How have the County Supervisors responded? Well they want to close the Rehabilitation Hospital at Fairmont. Great that’s helpful. So lets say you get shot and you’re a paraplegic, once we stop the bleeding, who’s going get you a wheel chair and teach you to use it. What about a stroke, shall we send these patients home with a brochure? How about Parkinson’s Disease, Multiple Sclerosis, Spinal Stenosis and people who get joints replaced?
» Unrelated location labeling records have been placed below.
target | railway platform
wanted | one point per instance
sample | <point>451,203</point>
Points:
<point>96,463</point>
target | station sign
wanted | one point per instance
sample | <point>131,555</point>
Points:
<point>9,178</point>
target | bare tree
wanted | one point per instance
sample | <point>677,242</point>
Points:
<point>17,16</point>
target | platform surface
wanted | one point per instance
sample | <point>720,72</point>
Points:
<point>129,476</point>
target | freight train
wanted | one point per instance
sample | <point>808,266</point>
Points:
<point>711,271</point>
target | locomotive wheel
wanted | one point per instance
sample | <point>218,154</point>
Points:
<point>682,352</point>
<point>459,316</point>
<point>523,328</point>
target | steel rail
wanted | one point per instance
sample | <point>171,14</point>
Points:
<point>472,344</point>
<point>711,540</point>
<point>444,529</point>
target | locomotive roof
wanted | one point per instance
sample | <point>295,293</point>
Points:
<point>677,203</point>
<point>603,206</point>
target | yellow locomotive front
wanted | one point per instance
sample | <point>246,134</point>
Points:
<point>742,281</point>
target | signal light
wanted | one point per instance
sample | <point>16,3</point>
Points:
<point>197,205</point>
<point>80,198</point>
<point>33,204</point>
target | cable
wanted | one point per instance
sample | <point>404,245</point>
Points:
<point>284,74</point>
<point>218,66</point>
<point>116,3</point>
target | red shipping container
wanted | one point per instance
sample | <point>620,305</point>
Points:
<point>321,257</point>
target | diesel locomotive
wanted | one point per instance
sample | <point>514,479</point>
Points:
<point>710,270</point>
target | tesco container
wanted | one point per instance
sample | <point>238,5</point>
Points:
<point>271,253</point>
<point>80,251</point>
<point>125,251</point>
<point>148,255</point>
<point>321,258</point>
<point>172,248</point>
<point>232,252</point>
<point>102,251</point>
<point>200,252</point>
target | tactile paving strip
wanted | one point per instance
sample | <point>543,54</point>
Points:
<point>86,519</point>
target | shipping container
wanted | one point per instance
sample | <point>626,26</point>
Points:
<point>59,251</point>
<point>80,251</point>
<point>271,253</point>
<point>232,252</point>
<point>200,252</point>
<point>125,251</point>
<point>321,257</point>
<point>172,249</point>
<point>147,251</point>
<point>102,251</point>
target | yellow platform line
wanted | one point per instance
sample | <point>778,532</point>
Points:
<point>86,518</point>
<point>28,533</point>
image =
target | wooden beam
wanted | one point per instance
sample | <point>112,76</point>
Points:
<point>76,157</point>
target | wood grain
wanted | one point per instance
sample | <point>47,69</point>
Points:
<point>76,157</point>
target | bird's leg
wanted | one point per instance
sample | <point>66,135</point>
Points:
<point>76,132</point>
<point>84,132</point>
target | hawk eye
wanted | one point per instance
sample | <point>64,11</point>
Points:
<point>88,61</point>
While San Francisco moves toward comprehensive care, chronic illness management, and prevention, Dave Kears and the County Supes who love him pushing for cost containment at its meanest. All the Medical Center needs is an emergency room and a couple of cots according to Dave. All you need is an emergency room- it’s Dave’s treat’em and street’em healthcare cost containment plan.

4 comments:

Anonymous said...

Highland saved a life in June, and continues to protect that life with the no-smoking outreach clinic, follow-up asthma treatment counseling and recheck bone density tests and chest rads. While it was the emergency room that treated my friend's severe bronchitis/pneumonia, it has been the ancillary services that have kept her from resuming the unhealthy habit of smoking. (Although, she does admit that the fear of ever having to spend several days in Highland is a very big incentive to not get sick again). Considering that Highland has everything from major trauma to significant despair and the wards can sometimes resemble an asylum meets St.Elsewhere, the work that the health care providers do at that facility borders on the miraculous. Too bad that the work of the Alameda County Supervisors doesn't. I would like to see a ballot proposition that would require all supes to spend a night a quarter in Highland as an observer. Hang out in one of the general adult admissions rooms where folks with respiratory distress share the 4 bed room with folks who stand up all night and talk incoherently, who stay in Highland, refusing to leave because she has no home to go to, or who suffer silently until a family member can arrive to translate. And find the nicest nurses and orderlies who are always polite and respectful and the diligent housekeepers who keep the room as spotless as they can.

Anonymous said...

It is so sad that the hospitals mission is to care for the downtrodden,etc,etc, We do a great job on a budget which is next to nothing. Kears and the rest of the Admin could care less about the community. So sad, so sad.